Whether that’s just a game of semantics, or a remarkable coincidence, one can’t say for certain.
One thing we do know is that even in Skully’s own video, it sure doesn’t look like shell manufacturing is coming from an “American manufacturing partner” – a statement by Skully that reads more like fine legalese, and is almost surely meant to mean the electronic portion of the helmet, which is being built by Flextronics.
Comparing the production line scenes in Skully’s own video, to the photos on MHR’s site also makes for some interesting comparisons.
To further compound things, as far as we know no motorcycle journalist has actually been able to use the Skully AR-1 in the wild, an issue that is only compounded further by the fact that Skully chooses to engage the more motorcycling-naive mainstream press, rather than the endemic motorcycle media outlets who actually know a thing or two about helmets.

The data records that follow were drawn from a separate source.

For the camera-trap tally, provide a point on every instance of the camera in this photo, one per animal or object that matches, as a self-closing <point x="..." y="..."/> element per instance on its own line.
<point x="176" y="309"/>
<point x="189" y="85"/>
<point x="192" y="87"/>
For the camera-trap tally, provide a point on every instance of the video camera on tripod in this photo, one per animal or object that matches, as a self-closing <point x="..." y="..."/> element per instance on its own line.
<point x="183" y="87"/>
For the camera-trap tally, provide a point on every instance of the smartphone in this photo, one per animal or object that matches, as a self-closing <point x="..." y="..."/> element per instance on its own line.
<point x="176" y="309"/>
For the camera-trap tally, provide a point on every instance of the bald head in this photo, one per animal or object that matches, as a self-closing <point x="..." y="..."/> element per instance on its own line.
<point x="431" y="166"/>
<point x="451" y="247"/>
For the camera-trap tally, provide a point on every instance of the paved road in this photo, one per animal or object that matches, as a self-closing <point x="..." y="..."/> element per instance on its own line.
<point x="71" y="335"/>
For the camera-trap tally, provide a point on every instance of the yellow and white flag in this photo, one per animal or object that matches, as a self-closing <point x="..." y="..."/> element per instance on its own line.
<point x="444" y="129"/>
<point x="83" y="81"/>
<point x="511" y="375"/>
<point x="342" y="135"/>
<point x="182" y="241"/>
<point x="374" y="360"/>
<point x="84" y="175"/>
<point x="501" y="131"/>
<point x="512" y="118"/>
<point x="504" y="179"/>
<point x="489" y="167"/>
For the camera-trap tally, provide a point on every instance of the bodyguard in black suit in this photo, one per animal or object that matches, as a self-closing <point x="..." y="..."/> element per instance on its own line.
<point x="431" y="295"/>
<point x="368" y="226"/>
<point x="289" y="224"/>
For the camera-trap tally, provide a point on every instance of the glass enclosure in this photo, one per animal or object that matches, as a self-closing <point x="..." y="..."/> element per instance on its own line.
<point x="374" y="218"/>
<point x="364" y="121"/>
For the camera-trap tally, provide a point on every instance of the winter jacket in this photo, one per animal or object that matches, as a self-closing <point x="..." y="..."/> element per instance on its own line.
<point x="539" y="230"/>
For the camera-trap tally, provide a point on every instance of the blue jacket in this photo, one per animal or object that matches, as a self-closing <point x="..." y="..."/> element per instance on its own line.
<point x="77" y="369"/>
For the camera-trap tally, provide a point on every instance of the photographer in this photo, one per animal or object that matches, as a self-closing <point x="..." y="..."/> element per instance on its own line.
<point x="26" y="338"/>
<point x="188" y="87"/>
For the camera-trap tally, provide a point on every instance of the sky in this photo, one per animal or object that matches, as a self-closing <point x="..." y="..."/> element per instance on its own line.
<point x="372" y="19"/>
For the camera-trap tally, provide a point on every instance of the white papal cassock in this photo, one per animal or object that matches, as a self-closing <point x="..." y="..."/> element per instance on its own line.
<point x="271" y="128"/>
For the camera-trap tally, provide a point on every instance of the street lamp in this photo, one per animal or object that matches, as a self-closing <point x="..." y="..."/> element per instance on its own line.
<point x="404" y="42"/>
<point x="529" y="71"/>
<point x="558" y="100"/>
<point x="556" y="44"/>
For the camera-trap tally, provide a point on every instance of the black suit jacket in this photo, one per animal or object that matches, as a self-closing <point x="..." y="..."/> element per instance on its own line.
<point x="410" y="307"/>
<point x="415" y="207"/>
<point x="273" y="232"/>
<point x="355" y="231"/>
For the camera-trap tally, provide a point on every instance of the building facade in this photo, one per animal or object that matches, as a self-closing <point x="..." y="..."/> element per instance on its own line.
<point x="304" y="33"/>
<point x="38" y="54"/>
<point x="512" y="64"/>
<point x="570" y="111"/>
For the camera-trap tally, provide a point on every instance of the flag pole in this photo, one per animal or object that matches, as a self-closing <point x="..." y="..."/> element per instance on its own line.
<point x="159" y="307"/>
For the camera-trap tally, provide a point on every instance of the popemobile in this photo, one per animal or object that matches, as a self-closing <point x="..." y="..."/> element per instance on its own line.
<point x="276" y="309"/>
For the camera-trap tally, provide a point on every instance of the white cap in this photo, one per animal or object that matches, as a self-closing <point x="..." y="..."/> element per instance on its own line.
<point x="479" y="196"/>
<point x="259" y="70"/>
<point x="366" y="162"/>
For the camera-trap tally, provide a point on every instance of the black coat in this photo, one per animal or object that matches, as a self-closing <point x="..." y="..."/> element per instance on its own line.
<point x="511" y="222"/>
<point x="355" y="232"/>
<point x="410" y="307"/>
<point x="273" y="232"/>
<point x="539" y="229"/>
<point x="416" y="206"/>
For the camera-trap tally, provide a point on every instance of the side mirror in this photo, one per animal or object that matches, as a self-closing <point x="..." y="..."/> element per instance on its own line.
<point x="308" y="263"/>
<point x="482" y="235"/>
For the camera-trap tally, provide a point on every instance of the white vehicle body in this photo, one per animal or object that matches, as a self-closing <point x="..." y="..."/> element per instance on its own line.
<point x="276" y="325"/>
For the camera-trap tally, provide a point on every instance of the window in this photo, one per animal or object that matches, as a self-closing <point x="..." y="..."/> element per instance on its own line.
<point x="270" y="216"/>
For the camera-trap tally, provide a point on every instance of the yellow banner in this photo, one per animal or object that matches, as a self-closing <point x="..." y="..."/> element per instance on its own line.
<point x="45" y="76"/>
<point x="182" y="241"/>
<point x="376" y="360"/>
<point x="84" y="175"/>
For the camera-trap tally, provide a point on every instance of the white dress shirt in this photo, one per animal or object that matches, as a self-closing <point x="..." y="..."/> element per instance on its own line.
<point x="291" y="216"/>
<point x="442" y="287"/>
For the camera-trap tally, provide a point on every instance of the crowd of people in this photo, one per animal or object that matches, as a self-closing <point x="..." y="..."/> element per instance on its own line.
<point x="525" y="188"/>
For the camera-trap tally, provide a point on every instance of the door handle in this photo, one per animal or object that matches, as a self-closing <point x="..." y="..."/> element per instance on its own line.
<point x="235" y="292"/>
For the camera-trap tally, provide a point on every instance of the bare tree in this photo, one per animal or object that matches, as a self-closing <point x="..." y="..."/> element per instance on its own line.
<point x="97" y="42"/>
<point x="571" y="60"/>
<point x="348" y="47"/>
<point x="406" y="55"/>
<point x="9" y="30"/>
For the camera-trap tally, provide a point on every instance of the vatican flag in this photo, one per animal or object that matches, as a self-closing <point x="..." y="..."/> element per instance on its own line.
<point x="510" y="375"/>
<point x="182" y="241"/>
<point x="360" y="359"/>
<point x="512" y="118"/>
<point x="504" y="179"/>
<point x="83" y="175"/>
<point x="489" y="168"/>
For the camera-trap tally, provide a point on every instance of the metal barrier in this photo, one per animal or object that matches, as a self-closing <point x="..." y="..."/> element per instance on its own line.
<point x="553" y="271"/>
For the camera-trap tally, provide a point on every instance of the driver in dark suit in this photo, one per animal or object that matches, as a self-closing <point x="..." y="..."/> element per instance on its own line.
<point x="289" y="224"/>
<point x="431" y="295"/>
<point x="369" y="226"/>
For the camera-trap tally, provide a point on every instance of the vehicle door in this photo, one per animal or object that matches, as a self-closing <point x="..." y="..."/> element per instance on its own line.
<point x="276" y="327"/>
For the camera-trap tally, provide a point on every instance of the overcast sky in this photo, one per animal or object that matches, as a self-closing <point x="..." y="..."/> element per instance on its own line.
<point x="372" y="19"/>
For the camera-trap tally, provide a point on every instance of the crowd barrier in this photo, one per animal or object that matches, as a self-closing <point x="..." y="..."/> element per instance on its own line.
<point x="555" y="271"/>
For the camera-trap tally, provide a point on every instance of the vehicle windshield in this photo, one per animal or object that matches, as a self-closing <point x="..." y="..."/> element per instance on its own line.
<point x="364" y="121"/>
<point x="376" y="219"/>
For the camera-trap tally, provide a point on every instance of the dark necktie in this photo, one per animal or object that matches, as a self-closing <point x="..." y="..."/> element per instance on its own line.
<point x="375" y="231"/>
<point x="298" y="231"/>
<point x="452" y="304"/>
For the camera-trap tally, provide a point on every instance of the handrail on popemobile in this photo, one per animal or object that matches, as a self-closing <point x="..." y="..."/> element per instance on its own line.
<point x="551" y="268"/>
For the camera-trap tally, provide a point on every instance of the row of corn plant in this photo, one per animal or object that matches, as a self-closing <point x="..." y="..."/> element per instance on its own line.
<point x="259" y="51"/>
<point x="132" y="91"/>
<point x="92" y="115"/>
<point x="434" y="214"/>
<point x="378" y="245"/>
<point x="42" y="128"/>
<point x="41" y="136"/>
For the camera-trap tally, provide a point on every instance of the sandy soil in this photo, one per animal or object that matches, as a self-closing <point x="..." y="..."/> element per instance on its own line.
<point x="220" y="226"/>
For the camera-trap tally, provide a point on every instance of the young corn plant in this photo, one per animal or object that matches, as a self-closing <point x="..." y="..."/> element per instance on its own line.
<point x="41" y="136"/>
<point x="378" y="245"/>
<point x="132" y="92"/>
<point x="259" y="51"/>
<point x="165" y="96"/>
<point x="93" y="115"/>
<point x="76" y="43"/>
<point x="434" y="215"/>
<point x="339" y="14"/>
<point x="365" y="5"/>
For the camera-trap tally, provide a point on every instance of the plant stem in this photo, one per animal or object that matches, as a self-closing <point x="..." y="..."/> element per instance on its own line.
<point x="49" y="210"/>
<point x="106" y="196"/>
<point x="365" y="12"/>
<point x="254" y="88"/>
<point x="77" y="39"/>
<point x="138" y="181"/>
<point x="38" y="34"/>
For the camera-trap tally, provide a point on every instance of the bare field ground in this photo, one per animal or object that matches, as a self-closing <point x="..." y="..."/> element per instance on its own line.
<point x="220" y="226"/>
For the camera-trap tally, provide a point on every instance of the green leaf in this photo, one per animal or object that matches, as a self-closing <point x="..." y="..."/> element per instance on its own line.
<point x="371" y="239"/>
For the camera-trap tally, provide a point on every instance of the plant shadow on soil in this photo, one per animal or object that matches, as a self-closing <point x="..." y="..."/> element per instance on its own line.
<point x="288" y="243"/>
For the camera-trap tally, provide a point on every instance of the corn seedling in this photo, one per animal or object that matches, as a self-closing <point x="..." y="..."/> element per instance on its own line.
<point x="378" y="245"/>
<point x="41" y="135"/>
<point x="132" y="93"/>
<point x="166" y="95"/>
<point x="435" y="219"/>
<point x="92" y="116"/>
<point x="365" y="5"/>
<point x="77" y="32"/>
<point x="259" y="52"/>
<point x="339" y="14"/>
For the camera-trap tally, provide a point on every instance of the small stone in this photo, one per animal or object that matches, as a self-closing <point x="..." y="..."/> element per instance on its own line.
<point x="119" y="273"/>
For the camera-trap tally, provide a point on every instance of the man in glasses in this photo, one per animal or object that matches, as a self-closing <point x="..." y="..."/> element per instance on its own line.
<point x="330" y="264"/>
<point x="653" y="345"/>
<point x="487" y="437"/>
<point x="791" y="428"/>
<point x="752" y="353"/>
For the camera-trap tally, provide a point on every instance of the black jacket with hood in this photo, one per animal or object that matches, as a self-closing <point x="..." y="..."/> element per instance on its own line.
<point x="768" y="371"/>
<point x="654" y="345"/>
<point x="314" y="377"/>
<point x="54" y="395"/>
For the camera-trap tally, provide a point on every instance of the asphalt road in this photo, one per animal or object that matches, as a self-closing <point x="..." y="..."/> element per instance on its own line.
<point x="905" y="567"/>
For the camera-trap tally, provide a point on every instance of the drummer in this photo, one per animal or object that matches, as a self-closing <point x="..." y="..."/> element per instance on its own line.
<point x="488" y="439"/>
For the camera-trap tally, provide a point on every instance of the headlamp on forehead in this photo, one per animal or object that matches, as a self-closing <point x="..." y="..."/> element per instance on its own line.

In the end, this update from Skully is somewhat encouraging, as we want to see more technology come into the helmet space. The unfortunate part is that the video does nothing to help the fundamental issues we, and many others, have with Skully as a team and as a company.
Considering how skeptical and cynical motorcyclists are with their helmets, we would think that disclosing the helmet shell manufacturer and being more forthright and open with customers would be a more beneficial long-term plan for this budding helmet upstart. Time will tell, of course.